The UNITE project (Aust, 1994, Aust, Newberry & Resta, 1996 [HREF 4] ) developed a WWW server and client which provide access to a multimedia educational database. The target audience included teachers in 52 schools in the northeastern United States that are part of the Great Lakes Telecommunications Collaborative. UNITE provided an archive and a search mechanism for educational resource materials. The database can be accessed via a hierarchically structured curriculum taxonomy or a graphical search window can be used to specify Boolean queries. The current UNITE project has expanded far beyond it original goals. It now encompasses schools throughout the USA and is developing tools for Native American education.
In the UNITE Explorer, the available resources are organized in databases. Figure 1 shows the general structure of the original UNITE Explorer. Essentially, information processing in the Rosetta system will follow the same structure, although the details, icons, and appearance will differ. Also, the search engines are constantly being upgraded. In each database the structure, format, and treatment of the database records is described in a configuration file. A database configuration language is used to specify record structure, and defines four basic objects: TABLE, ENUMERATION, RECORD, and DATABASE OBJECT.

Figure 1.Database and related processes
In these systems, TABLEs keep information about icons used by the client. ENUMERATIONs list the possible instantiations for a descriptive category. RECORDs keep information about the filename and size. DATABASE OBJECTs keep information about classification categories among other things. In the next section we will be concerned with the ENUMERATION of descriptive categories.

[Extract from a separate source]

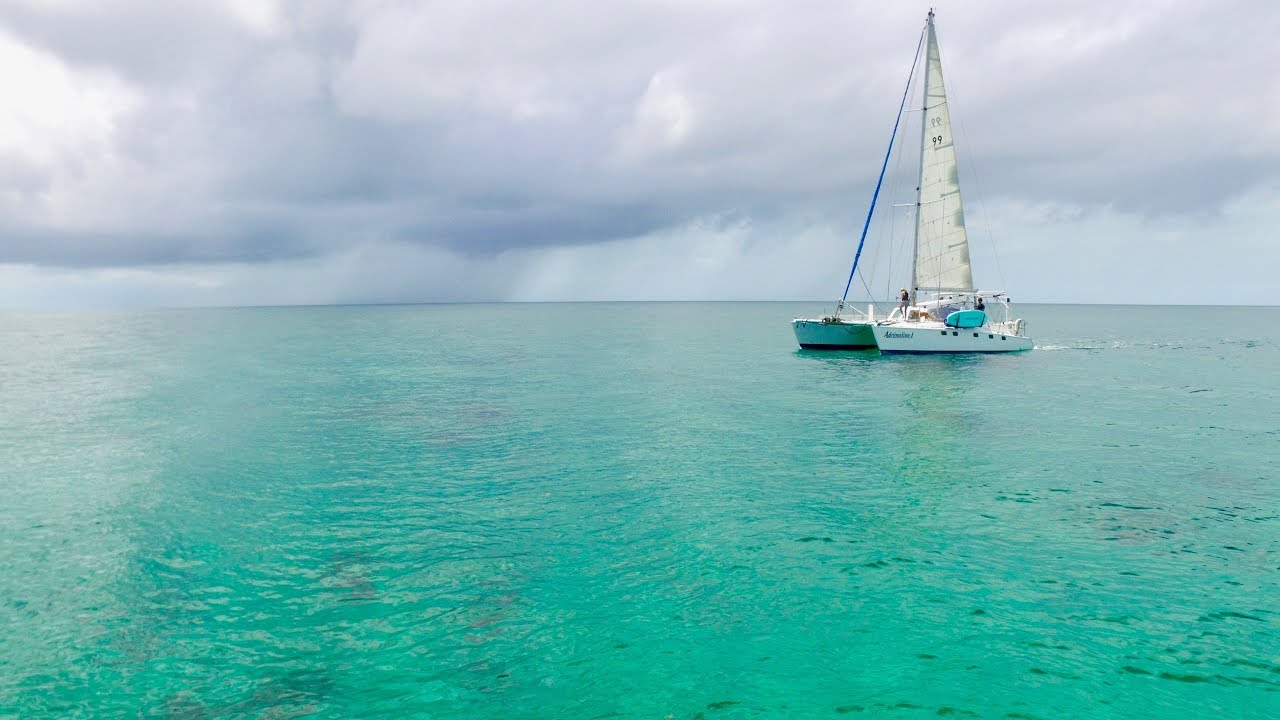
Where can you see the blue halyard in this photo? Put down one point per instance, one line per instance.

The original ENUMERATIONs were designed with North American mathematics and science teaching in mind. Inevitably, certain modifications were necessary for foreign language teaching, but beyond that, recent developments in making web-based information more uniformly accessible had an influence on our design. We were familiar with such proposals as HotSauce[HREF 5] and the Dublin Core. [HREF 6] The Dublin Core suggested standards for metatags which resembled the original resource type enumeration for UNITE. We decided to utilize the Dublin Core and expand it where needed.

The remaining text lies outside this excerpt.